Besides taking action to raise the standard of living by means of social services, and by legislation to improve working and living conditions, much has been done in other directions also. Commonwealth, state and local governments have often undertaken to provide services which are essential, or which tend to be 'natural monopolies.' In the latter case public ownership and control are generally exercised so that the public will not be exploited through excessive charges. So state or local governments in Australia have undertaken to provide tramway and other transport services, the supply of gas, water, and electricity. Some of the most important public enterprises of this kind are the State Electricity Commission's plant at Yallourn, Victoria, and the Tasmanian Government's hydro-electric plant at Great Lake. Equally important for a country of scanty rainfall are the great works which store water for irrigation and other purposes, such as Burrinjuck (N.S.W.), the Hume Weir on the upper Murray, and the weirs on the Dawson and Stanley Rivers in Queensland. Railways are also a service which have been provided almost entirely by the States and the Commonwealth, and in relation to our population our railway mileage is one of the largest in the world. The growth of motor traffic since 1900 has also led the various States to set up main roads boards to build and keep up the main roads. Since 1926 they have been helped by the Commonwealth, which has used some of the money raised by the import duty on petrol to subsidise road-building by the States.
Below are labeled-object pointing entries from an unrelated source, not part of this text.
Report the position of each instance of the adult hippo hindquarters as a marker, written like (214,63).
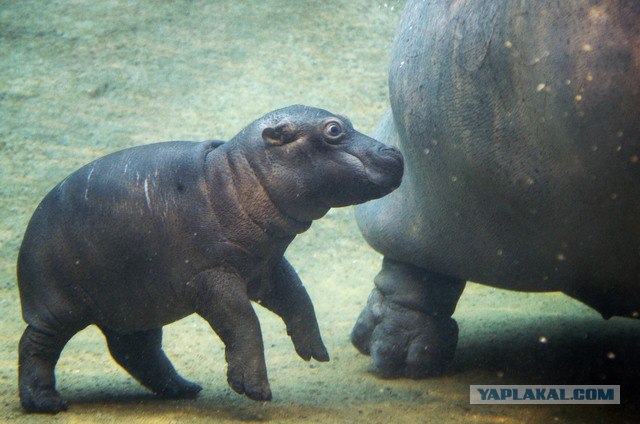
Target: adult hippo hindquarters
(148,235)
(519,125)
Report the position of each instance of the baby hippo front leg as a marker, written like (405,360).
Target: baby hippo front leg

There is little doubt that Australians are a fortunate people. Though they number little more than seven millions, (the figure reached in 1939), they have a continent at their disposal. Though one-third of this continent is sand or desert country, and another third is semi-arid land good only for sparse grazing, there still remains a large area that is suitable for closer settlement. Our country is rather deficient in rivers and forests, but we can use our knowledge to make the best of these resources and conserve them carefully. Our mineral resources though not nearly so rich as those of America are fairly good, and certainly adequate to develop the manufacturing industries that we need. We are sometimes criticized because about two-thirds of our population live in cities, but this in a common feature in countries which have adopted modern mechanical methods of production. We have been fortunate in having been able to draw on the knowledge and resources of the Old World, and especially the British Isles, to develop our country and to achieve a high standard of living. Our rural industries are among the most efficient in the world, and if we follow policies of wisdom our manufacturing industries should gradually increase in efficiency and develop an important export trade. But if we wish to continue in the peaceful enjoyment of our continent it is not enough that we should be able to enjoy what is, relatively to many other countries, an easy and pleasant life. We need to make our own peculiar contribution to the well-being of the rest of the world, and to assist in raising the standards of living of countries less fortunately placed than ourselves. This would be a counsel of self-preservation, as well as being in keeping with the Australian ideal of what is fair and reasonable.